Anyway, if you can't figure it out logically, you can document the problem using packet captures: create a mirror port on the dodgy switch, wait until the next time they go "down", then capture the traffic coming from Intermapper to the switch, you will see the ICMP packets (if that's what they are) coming into the switch, and no replies. Or mis-addressed replies. Or unexpected ARP requests.
You should check your mac-address table on the switch against the mac address in the ICMP packets. You should note any other traffic leaving the dodgy switch.

 

[AspenMan]

You are correct. This is a typing error. My statmeent should have read.

"If the switches in question are down I can't access them no matter what vlan I use, I guess except the management vlan (vlan 1).

 

[AspenMan]

The routers are set so one is the primary and the other is secondary for VLAN control.
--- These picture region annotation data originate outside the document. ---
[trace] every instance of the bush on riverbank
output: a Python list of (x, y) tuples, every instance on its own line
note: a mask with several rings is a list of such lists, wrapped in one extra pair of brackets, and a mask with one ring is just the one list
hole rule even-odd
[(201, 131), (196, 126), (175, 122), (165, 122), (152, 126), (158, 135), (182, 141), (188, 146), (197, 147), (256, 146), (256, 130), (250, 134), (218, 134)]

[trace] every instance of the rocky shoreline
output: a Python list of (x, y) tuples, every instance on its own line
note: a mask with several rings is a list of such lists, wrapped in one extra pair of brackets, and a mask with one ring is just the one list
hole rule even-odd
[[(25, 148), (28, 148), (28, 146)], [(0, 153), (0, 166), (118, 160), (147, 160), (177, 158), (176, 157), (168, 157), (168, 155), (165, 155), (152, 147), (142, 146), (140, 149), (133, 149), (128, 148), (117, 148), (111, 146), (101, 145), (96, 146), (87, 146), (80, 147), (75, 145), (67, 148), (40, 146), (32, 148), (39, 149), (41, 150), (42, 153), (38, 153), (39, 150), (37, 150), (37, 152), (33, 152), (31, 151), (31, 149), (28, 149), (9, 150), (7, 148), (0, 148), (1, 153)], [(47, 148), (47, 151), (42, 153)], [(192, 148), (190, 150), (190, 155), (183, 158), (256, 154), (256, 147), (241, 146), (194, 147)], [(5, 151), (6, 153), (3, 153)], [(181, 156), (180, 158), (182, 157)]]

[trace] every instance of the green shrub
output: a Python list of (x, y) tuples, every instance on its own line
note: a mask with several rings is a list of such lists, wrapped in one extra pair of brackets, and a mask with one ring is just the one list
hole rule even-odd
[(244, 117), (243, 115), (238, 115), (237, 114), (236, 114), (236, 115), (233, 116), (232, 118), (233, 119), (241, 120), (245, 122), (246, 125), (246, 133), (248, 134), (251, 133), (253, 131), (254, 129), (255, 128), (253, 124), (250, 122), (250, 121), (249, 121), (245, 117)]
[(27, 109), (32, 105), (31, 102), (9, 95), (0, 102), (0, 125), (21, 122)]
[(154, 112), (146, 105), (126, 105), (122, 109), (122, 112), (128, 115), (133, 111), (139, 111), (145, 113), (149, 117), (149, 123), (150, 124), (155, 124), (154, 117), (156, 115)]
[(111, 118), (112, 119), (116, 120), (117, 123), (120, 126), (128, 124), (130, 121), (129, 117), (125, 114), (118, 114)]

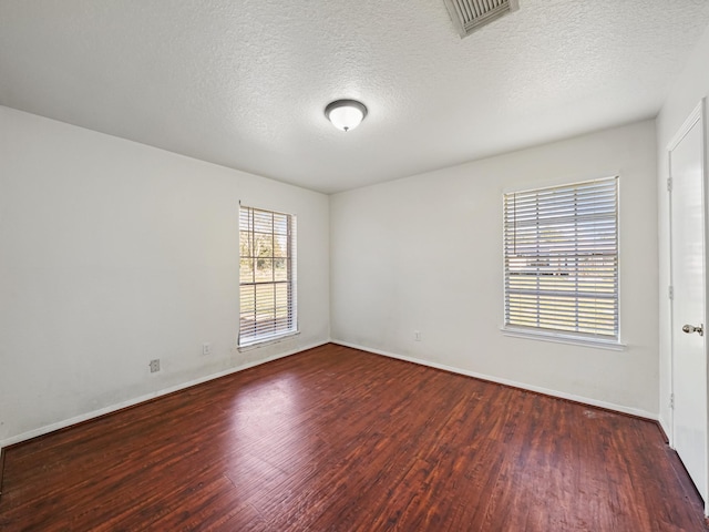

If one router dies the other takes over vlan routing on our data rings.

Here is the rest of the data. sh ip rout is not a legal command on these switches (Cisco 35xx - to be replaced next year). I will look into setting up a mirror port.

plaza1sw2#sh ip arp
Protocol Address Age (min) Hardware Addr Type Interface
Internet 192.168.254.254 176 0000.0c07.ac01 ARPA VLAN1
Internet 192.168.254.23 201 0002.7d7c.b580 ARPA VLAN1
Internet 192.168.254.24 - 0002.7d7c.ea80 ARPA VLAN1
Internet 192.168.254.105 122 0003.6b62.f000 ARPA VLAN1

plaza1sw2#sh ip rout
^
% Invalid input detected at '^' marker.


plaza1sw2#sh run
Building configuration...

Current configuration:
!
version 12.0
no service pad
service timestamps debug uptime
service timestamps log datetime
no service password-encryption
service sequence-numbers
!
hostname plaza1sw2
!
enable secret 5 $1$iAwy$20738yajtThYNI0bOP0Hv.
enable password 7 065F562E5C4B07
!
!
*******************
!
interface VLAN1
ip address 192.168.254.24 255.255.255.0
no ip directed-broadcast
ip nat outside
no ip route-cache
!
ip default-gateway 192.168.254.254
logging 10.4.20.56
snmp-server engineID local 00000009020000027D7CF300
snmp-server community public RO
snmp-server community private RW

 

[VinceWhirlwind]

I suppose your routers use HSRP - if that were not working, you would have more than a couple of switches complaining....

It doesn't look like a layer3 issue - your switches have a simple config, no ip routing, good default GW.

When the switch is "down", compare the source/dest mac addresses on the ICMP packets with the ARP and mac-address tables.